Da descoberta de ninhos na Lagoa do Correia, Sertão de Alagoas, à decepção de encontrá-los vazios, passando ao encantamento de colecioná-los, Maria Amélia Vieira trafega por uma série de imagens aproximando-se do que Gaston Bachelard em sua obra "A poética do Espaço" caracteriza como imagens primordiais. Aquelas em que a primitividade do homem desperta e, procurando recolher-se em seu canto, a felicidade física se traduz em bem-estar.
A superposição de imagens onde homem e animal em seus refúgios se conjugam tão recorrentes na poética literária, vem a ser o tema dessa exposição, onde a interação das coisas que se associam por vezes, se dispersa fluindo outras coisas, seres ou somente imagens.
Se o ninho para o pássaro é uma doce morada, como percebe Bachelard, é por ele ser uma casa de vida, feita para ser habitada durante certo tempo para uma determinada etapa. O ninho assim vivido possui um caráter temporário e se ele se revela como uma imagem fracassada ele tem a virtude de despertar o interesse conduzindo-nos de volta à infância, a sua cosmicidade. Flagrar o ninho real na natureza é se deparar com o ninho vivo como centro de um universo, para onde somos tentados a retornar.
Seus ninhos urbanos, expostos em diferentes ambientes, nos convidam à experiência sensorial de retorno à origem, calcada na imagem primordial do ninho, tendo a árvore e a casa como sua expansão e como material, a argila. Aqui se fazem presentes os ninhos abandonados - colhidos na paisagem sertaneja e para os quais foram criadas as árvores - a parede de taipa que nos remete à morada ancestral, os objetos de cerâmica que moldados como representação dos ninhos, desolados e inertes, passaram misteriosamente à vida.
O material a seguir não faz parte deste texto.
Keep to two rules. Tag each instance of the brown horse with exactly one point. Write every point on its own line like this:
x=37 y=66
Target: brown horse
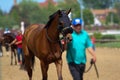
x=44 y=43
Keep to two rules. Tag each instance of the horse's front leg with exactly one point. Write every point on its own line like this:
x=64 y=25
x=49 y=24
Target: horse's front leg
x=58 y=64
x=44 y=68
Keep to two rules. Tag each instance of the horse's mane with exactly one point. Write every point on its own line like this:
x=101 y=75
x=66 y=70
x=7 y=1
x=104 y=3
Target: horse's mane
x=51 y=17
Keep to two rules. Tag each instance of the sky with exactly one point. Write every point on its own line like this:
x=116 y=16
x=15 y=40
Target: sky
x=6 y=5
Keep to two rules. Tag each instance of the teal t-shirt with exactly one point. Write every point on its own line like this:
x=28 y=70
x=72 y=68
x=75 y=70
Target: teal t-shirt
x=76 y=49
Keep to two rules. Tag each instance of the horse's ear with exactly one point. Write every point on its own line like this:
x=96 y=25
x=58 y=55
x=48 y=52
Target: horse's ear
x=67 y=12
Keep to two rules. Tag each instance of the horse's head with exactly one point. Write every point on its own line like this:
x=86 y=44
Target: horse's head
x=8 y=38
x=64 y=22
x=60 y=23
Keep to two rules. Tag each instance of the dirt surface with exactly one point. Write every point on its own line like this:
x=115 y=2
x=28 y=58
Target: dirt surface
x=107 y=64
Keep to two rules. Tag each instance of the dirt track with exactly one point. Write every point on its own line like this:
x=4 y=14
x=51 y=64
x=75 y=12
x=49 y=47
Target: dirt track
x=107 y=64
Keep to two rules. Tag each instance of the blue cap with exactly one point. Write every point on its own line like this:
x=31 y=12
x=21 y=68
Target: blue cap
x=77 y=21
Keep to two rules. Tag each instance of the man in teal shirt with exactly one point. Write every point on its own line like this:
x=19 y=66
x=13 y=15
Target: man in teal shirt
x=76 y=50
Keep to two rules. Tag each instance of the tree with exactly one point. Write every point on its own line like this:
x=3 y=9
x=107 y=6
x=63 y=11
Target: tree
x=114 y=17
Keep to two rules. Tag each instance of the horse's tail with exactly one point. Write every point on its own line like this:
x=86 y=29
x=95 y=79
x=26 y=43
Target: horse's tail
x=33 y=61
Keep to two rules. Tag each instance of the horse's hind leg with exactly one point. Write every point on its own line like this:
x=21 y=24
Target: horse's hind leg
x=27 y=62
x=44 y=68
x=28 y=66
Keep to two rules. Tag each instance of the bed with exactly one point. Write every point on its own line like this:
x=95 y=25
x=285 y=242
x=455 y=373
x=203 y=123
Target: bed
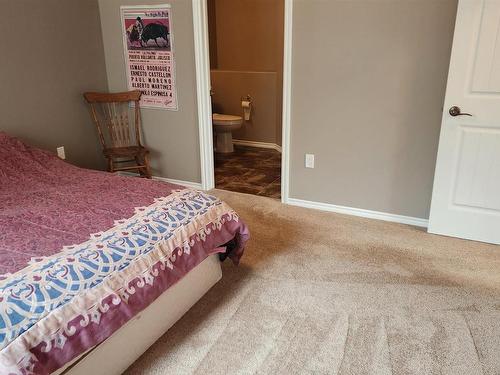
x=94 y=267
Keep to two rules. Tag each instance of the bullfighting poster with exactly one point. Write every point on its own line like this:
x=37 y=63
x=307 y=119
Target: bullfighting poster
x=149 y=54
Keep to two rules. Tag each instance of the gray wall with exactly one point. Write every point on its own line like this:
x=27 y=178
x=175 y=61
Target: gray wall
x=172 y=136
x=368 y=82
x=51 y=52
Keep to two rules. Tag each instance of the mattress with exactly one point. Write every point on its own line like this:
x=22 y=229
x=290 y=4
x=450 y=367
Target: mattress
x=82 y=252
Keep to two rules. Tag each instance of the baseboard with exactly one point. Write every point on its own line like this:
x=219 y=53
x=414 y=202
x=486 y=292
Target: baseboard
x=189 y=184
x=242 y=142
x=360 y=212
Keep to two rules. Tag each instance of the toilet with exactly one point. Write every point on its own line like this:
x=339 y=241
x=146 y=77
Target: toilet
x=224 y=125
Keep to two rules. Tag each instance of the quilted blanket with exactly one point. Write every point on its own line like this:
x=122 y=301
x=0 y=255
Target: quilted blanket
x=82 y=252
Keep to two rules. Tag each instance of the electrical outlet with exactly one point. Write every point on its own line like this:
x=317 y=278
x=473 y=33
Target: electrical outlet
x=61 y=153
x=309 y=160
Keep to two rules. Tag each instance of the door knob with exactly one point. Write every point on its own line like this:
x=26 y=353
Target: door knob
x=455 y=111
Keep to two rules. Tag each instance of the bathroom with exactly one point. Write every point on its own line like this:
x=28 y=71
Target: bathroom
x=246 y=62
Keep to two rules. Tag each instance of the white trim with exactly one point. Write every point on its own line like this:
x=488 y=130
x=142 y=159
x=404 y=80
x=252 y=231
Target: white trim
x=202 y=63
x=189 y=184
x=360 y=212
x=243 y=142
x=287 y=88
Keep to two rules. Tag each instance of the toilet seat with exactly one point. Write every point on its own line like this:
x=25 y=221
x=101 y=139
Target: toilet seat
x=220 y=119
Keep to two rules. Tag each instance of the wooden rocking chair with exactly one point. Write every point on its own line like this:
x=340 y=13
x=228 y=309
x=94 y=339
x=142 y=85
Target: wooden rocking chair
x=120 y=139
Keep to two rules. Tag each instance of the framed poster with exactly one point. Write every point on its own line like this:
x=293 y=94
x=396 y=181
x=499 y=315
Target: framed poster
x=149 y=54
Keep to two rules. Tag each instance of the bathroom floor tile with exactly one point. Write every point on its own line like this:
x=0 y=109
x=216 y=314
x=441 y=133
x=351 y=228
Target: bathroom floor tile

Outra parte da exposição é reservada à colheita de imagens de ninhos que, feitos pela artista, foram entregues a cada pessoa que encontrou em seu caminho nos últimos anos, recebendo desde então fotos sobre sua evolução. O que resulta no painel compositivo de ninhos que em diferentes lugares abrigam seres inusitados. Através da internet e das redes sociais, o fluxo de ninhos assim participa como elemento interativo e transgressor.
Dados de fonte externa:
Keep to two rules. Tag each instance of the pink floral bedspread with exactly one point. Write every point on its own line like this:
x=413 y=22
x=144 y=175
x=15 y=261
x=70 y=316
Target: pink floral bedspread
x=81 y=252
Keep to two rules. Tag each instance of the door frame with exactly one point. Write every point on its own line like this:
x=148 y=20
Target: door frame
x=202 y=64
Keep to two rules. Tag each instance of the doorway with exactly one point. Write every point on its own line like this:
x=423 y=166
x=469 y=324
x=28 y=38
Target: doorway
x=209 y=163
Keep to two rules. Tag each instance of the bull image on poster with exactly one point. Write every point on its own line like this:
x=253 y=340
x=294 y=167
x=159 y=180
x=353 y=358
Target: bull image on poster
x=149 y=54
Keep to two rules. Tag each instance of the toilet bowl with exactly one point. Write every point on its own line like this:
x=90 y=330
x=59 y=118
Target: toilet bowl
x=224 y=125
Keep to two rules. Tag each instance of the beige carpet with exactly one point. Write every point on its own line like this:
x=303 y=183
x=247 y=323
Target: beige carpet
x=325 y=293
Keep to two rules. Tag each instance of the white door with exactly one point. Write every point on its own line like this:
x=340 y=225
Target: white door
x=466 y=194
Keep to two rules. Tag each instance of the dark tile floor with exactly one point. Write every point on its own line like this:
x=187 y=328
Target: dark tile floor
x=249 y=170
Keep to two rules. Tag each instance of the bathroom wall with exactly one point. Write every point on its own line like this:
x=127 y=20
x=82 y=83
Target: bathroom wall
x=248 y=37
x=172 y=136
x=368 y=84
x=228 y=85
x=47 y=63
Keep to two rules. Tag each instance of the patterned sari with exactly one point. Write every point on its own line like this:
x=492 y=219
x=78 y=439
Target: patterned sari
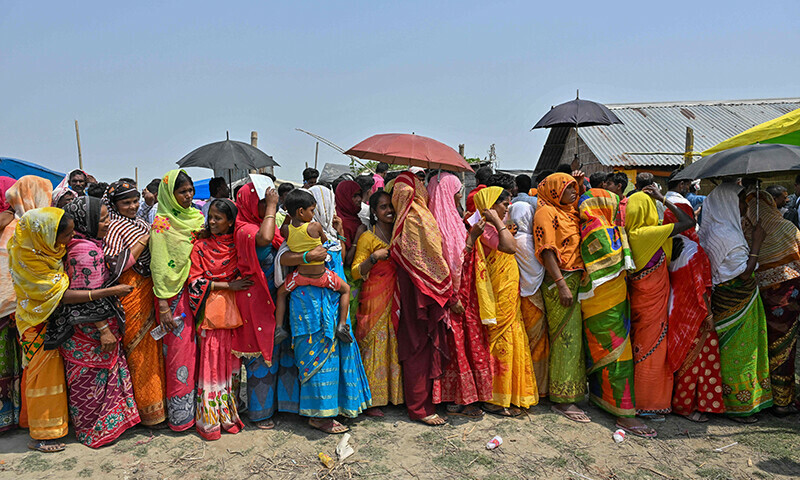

Rompendo limiares e fronteiras, Maria Amélia Vieira, como toda artista contemporânea, interfere de modo incisivo na natureza, dela retirando o tema e a matéria para sua arte e nela inserindo suas obras como novas paisagens. Na avidez incansável de seu labor, a artista modela, desenha, costura e borda, buscando novas bases e suportes para suas ideias e criação. Utilizando tons terrosos como pigmento e a simplicidade do conceito, a metáfora do ninho é bem sucedida em sua proposição estética e humana, demonstrando que tudo que vem a ser criado no espaço pode ser compartilhado: dos experimentos às sensações.